Married, working a full time job cutting frozen chicken on second shift 40+ hrs a week making $7.50 an hour with a wife who didn't work. I was taking a full class load (18 hrs) in chemical engineering, $250/month rent, $250 truck payment, $250 phone bill (wife loved to talk to her friends since she wasn't working - biggest mistake I made was not putting a stop to that but young and in love you do stupid things) and the rest was spent on utilities, food, gas, etc. College was paid for by scholarships that required a 3.0 GPA so no slacking allowed.

Luckily I had been taught by my parents that if you want something, you work for it. I spent 6 years getting my degree, worked full time all but the final semester. Had a son during college as well. Took on roommates at times to help with rent, bills, etc.
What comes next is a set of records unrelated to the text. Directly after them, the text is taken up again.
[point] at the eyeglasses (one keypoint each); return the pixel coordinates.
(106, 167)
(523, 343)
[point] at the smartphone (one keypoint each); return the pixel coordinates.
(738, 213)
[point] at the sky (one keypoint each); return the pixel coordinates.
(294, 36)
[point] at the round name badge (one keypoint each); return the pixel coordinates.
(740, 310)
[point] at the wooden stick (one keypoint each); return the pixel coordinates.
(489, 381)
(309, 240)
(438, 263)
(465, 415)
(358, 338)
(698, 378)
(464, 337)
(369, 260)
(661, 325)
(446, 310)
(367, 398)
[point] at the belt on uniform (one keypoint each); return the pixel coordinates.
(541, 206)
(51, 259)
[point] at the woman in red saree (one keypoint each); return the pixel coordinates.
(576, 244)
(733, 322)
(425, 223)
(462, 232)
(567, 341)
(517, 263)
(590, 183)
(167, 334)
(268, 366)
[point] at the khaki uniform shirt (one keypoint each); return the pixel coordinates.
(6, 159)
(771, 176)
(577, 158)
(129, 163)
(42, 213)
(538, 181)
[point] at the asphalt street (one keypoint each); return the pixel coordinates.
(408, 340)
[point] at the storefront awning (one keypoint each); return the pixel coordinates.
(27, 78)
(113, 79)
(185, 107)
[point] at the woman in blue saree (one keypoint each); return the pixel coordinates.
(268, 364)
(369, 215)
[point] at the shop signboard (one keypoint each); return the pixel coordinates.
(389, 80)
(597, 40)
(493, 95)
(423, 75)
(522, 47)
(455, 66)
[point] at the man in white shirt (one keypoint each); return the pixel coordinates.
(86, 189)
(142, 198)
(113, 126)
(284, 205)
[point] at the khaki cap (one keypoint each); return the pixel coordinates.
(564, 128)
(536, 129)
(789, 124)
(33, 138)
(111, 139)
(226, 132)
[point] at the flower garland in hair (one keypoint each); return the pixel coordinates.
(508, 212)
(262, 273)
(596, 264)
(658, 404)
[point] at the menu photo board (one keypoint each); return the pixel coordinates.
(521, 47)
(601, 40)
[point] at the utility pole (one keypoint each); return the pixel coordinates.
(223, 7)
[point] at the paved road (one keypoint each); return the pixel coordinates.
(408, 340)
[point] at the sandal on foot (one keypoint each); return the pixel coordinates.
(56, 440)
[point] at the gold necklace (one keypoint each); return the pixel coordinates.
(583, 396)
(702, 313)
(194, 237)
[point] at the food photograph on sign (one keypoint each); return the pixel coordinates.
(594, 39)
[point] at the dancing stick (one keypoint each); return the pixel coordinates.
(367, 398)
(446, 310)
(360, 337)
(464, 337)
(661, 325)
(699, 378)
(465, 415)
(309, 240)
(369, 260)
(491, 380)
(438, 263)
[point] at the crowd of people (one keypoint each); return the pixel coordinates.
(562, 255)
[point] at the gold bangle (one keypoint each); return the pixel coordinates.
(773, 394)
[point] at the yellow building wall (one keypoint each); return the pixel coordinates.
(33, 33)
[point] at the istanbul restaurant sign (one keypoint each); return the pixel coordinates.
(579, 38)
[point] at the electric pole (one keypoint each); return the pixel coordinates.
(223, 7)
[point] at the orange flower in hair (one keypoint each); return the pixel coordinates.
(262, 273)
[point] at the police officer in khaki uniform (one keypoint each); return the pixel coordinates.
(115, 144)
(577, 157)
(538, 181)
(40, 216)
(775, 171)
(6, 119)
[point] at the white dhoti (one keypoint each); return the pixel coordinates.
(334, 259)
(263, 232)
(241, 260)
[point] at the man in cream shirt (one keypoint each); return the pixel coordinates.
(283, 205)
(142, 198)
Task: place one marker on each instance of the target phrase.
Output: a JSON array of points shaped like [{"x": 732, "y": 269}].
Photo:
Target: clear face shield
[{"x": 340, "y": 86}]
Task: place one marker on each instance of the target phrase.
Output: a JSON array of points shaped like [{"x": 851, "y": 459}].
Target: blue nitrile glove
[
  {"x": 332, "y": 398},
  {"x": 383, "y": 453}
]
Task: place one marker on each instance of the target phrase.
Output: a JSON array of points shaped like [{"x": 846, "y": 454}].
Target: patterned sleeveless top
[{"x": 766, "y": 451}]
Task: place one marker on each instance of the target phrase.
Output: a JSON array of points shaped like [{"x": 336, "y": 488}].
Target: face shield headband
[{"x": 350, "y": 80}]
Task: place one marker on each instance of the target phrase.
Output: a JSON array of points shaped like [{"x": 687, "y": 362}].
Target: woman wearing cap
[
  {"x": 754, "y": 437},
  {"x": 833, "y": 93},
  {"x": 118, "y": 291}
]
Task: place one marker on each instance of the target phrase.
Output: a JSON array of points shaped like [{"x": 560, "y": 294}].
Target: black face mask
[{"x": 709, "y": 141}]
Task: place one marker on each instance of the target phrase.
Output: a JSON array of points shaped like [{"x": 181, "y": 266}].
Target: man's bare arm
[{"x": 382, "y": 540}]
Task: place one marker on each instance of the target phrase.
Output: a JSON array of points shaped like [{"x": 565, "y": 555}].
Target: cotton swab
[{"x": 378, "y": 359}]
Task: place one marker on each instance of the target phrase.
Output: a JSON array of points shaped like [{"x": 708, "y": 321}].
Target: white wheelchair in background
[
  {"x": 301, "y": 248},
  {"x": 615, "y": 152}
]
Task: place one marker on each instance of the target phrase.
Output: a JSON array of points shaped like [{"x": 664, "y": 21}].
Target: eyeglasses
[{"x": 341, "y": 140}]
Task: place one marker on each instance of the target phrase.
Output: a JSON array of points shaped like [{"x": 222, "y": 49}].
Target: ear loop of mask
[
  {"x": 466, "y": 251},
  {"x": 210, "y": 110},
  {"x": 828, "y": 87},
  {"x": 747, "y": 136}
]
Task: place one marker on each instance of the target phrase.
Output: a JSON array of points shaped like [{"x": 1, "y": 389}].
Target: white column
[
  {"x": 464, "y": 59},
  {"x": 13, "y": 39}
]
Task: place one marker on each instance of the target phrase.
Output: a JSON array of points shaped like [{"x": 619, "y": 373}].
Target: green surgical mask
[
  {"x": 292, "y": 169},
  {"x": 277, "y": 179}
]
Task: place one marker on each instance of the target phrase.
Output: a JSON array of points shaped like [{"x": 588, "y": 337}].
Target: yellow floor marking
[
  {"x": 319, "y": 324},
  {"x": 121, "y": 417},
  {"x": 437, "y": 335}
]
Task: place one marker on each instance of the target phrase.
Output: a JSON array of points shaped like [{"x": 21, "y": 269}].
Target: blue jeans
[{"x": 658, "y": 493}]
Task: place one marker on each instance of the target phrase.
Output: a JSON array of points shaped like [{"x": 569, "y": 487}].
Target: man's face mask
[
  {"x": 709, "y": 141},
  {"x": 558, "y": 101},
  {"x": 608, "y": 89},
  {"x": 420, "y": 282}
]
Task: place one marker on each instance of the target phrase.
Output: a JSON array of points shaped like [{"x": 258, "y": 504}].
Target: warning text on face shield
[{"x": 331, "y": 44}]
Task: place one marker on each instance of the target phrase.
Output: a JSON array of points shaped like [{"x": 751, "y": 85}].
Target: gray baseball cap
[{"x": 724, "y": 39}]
Worked two part time jobs, co-oped two years.

You decide your attitude. You control your reactions. Be responsible. Accept that things aren't the way you want them today. That's your starting point. Decide what you out of life and start working working toward it. Your parents don't owe you anything. At 19, you should be paying a good portion of your way. The lessons you learn as this age will set you apart from many of your peers when you go to apply for a job after college.

Use this to your advantage. You are being given a gift of tough times. Show your character by how you respond to it. That is what determines where you go in life.